Why were there no ‘Harry and Louise’ ads against the AHCA?

The American Health Care Act (AHCA) passed the House in the face of opposition from physicians, hospitals, and insurers. But that opposition was muted and it failed to defeat the bill. This is mysterious because amid other provisions the bill cut more than $800 billion from Medicaid funding. That money would make a real difference for many doctors, hospitals, and Medicaid Managed Care plans (to say nothing of disabled people or poor people currently receiving Medicaid). There’s an explanation for this meek opposition in Robert Pear’s article in the New York Times.

First, let’s revisit how fiercely some of these groups resisted previous health care legislation. It’s often thought that the Health Insurance Association of America’s ‘Harry and Louise’ ad helped defeat the Clinton health care plan of 1993.

So why aren’t these interest groups on the barricades this time? One reason, as Pear explains, is that no one in the Senate takes the House bill seriously.

Reince Priebus, the White House chief of staff, has said he expects the Senate to make improvements in the repeal bill that the House passed last week… But senators have gone much further: The Senate is starting from scratch.

“Let’s face it,” Senator Orrin G. Hatch of Utah, chairman of the Finance Committee, said Monday. “The House bill isn’t going to pass over here.’’

Hospital executives, among the most outspoken critics of the House bill, are in town for the annual meeting of the American Hospital Association and will lobby the Senate this week. Thomas P. Nickels, an executive vice president of the association, predicted that the Senate would produce an “utterly different version” of the legislation.

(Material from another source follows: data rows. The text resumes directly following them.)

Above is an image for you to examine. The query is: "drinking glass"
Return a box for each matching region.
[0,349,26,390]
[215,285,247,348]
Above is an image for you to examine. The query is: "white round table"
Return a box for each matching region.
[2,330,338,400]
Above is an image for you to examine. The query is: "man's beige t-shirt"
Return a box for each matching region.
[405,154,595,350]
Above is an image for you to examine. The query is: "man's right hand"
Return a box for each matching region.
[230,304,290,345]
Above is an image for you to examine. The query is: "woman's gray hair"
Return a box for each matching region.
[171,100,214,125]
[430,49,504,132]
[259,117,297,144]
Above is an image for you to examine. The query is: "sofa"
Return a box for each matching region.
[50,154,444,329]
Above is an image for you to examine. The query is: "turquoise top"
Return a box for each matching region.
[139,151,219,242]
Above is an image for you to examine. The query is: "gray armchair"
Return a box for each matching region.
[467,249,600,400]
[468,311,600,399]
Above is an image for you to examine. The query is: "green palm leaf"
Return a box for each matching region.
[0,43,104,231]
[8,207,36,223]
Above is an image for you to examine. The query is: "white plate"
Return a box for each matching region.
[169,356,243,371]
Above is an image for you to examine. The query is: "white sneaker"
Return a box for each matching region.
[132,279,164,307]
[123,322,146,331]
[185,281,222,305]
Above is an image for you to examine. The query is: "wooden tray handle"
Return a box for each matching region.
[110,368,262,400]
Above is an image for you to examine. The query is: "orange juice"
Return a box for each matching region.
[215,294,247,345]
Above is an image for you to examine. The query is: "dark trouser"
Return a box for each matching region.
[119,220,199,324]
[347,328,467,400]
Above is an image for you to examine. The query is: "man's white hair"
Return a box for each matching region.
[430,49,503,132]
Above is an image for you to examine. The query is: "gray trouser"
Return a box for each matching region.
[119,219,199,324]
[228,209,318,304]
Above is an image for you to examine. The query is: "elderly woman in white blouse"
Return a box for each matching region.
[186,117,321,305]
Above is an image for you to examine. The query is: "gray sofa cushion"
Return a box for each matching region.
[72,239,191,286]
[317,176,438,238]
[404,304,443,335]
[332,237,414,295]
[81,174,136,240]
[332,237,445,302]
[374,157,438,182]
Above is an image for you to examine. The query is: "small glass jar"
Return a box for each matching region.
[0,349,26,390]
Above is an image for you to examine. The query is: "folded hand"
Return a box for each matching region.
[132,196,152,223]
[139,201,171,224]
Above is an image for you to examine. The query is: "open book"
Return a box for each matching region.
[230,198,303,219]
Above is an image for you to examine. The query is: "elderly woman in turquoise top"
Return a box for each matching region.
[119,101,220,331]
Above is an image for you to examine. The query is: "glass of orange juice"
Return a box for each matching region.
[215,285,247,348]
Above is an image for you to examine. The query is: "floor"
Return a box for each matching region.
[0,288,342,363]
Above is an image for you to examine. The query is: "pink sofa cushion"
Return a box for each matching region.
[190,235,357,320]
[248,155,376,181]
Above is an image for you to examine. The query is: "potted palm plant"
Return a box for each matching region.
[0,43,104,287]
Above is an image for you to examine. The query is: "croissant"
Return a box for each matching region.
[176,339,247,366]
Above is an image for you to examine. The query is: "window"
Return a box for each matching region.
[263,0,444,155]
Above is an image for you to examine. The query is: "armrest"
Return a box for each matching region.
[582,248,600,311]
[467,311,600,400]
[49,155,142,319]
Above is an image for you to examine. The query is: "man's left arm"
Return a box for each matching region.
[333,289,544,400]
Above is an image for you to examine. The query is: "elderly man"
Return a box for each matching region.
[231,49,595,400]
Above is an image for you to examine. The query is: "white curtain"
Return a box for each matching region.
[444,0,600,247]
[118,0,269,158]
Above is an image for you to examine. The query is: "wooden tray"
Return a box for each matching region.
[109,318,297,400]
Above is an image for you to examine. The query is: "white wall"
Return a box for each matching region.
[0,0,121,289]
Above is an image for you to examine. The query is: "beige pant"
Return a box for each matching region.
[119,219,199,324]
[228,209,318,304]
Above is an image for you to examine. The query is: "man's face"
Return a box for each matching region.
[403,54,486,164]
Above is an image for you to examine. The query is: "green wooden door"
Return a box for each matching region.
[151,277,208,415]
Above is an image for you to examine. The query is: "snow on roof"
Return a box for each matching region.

So that’s why the resistance was muted: the relevant interest groups were told not to worry about what was in the AHCA. The House vote was just for… what? To save the President and Speaker Ryan from the humiliation of being unable to pass anything?

Of course, if the Senate is starting from scratch, it means that the Republicans still have no idea what their design for replacing the ACA is. Moreover, if the Senate does draft new legislation, what is the magic that will make the Senate bill the real bill? Suppose the Senate drafts and passes a significantly more moderate bill. Then that bill, or a House-Senate compromise bill, will have to be passed by the House. What happens to the delicate compromise between conservative members and radically-conservative members that was required to pass the AHCA through the House? Will the Senate bill be dead on arrival at the House?